The chances of a rate lift-off in December fell to 39% yesterday, from 59% a month earlier, futures data show.

While Fed vice chairman Stanley Fischer said on Sunday that the US economy may be strong enough to merit an increase by year-end, dollar investors shrugged off his comments as a gauge of the US currency touched a three-week low.

Gold prices “tend to reflect investors attitude toward monetary uncertainty and current or future central bank actions, primarily those of the Federal Reserve”, said Michael Cuggino, a fund manager at Pacific Heights Asset Management.

Gold futures for delivery in December gained 0.4% to $1,160.90 (€1,021.39 an ounce, after reaching $1,168.60, the highest since August. 24.

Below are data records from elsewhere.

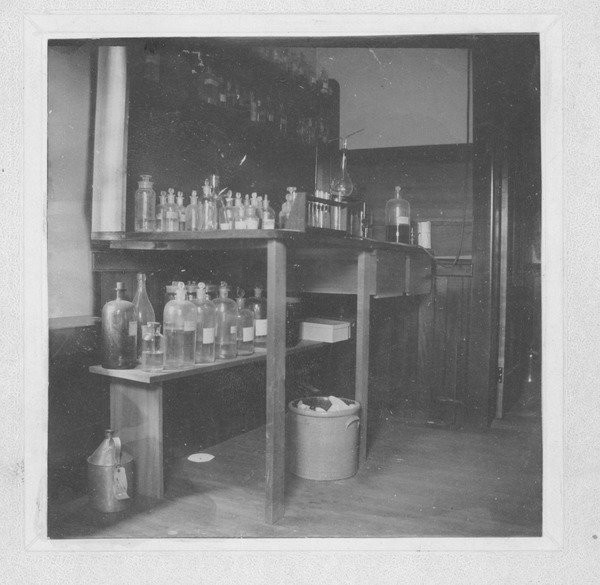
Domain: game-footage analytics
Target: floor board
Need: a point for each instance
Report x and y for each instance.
(418, 481)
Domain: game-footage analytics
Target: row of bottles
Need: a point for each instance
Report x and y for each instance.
(195, 329)
(212, 212)
(214, 83)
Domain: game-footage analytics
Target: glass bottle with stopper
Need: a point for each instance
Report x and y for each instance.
(225, 324)
(119, 332)
(145, 205)
(397, 219)
(143, 309)
(206, 316)
(179, 327)
(245, 326)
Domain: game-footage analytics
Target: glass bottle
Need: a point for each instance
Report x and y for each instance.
(252, 214)
(160, 212)
(192, 215)
(245, 326)
(153, 354)
(119, 332)
(171, 213)
(226, 214)
(239, 221)
(143, 308)
(179, 327)
(258, 305)
(206, 316)
(397, 219)
(268, 215)
(225, 324)
(145, 205)
(182, 211)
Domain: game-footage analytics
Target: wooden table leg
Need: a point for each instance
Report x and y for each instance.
(363, 315)
(275, 427)
(136, 414)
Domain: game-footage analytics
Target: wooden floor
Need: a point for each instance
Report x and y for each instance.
(419, 480)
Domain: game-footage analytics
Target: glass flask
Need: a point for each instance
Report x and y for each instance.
(119, 332)
(258, 305)
(160, 212)
(252, 214)
(206, 316)
(226, 214)
(153, 353)
(209, 209)
(179, 328)
(239, 221)
(145, 205)
(143, 308)
(245, 326)
(171, 213)
(225, 324)
(268, 215)
(397, 219)
(192, 215)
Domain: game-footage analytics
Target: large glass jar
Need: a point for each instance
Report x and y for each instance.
(225, 325)
(145, 205)
(119, 332)
(179, 328)
(397, 219)
(206, 316)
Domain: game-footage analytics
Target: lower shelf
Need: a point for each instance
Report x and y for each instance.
(140, 376)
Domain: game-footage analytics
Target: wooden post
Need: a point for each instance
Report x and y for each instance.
(275, 408)
(110, 143)
(363, 317)
(136, 414)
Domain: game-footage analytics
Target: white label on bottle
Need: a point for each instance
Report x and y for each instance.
(208, 335)
(261, 327)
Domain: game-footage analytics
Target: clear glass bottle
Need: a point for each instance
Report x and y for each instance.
(268, 215)
(258, 305)
(192, 215)
(179, 327)
(397, 219)
(145, 205)
(143, 308)
(171, 213)
(225, 324)
(206, 316)
(226, 214)
(245, 326)
(160, 212)
(153, 353)
(119, 332)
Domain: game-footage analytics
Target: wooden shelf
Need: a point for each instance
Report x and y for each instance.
(140, 376)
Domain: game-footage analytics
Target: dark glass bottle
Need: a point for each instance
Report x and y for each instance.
(119, 332)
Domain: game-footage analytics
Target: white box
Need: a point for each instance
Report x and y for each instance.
(327, 330)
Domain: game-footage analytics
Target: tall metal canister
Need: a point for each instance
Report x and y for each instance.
(110, 475)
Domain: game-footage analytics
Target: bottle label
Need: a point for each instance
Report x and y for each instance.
(261, 327)
(208, 335)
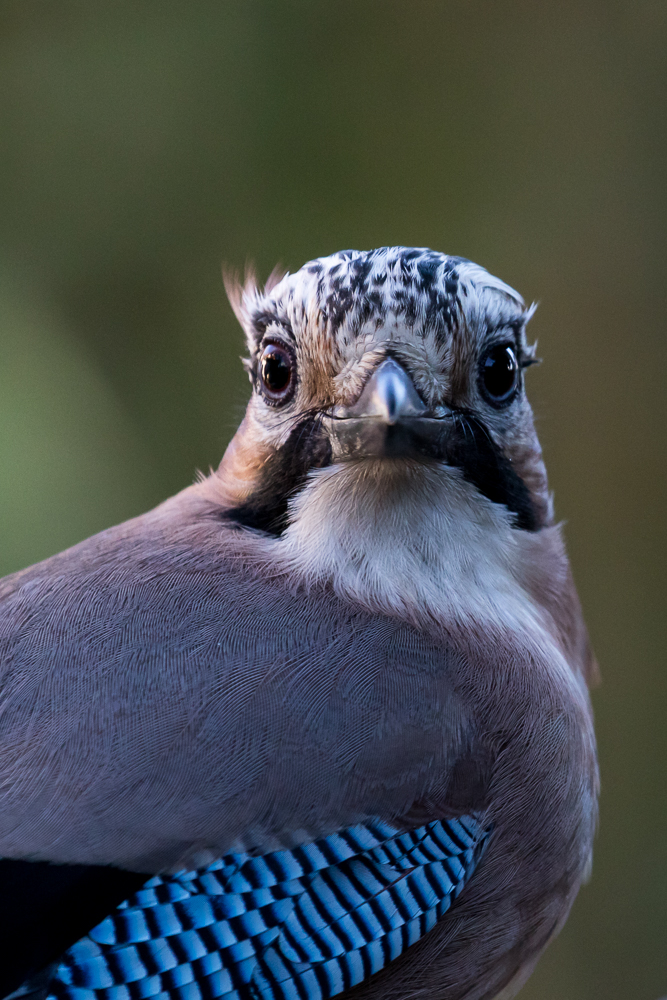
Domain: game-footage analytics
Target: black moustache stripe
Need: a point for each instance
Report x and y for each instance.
(471, 448)
(283, 475)
(465, 444)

For crude oil markets, evidence that oil producers are reducing output in response to low prices has helped make sentiment more positive and many traders and analysts now expect prices to be higher next year as global fuel demand recovers.

However, the upswing appears to have been too fast, analysts say, adding that heavy technical selling had set in. Benchmark Brent crude was down 70c a barrel at $51.95 at one stage yesterday, after reaching an earlier high of $53.31. US light crude was down 80c at $48.83.

Data from oil services company Baker Hughes last week showed US energy firms cut oil rigs for a sixth week in a row in a sign low prices are keeping drillers away from the well pad.

In the week ended October 6, money managers upped their net-long position in gold, silver, platinum, and palladium for a third week, helping to fuel rallies for the metals amid signs of a flagging US labour market, a drop in German factory orders and an IMF forecast for slower global expansion.

“You have the lower interest rates and you have the dollar story,” said Georgette Boele, a strategist at ABN Amro Bank in Amsterdam.

“They have a double impact because lower interest rates are usually supportive for precious metals and at the same time the weaker dollar is as well.”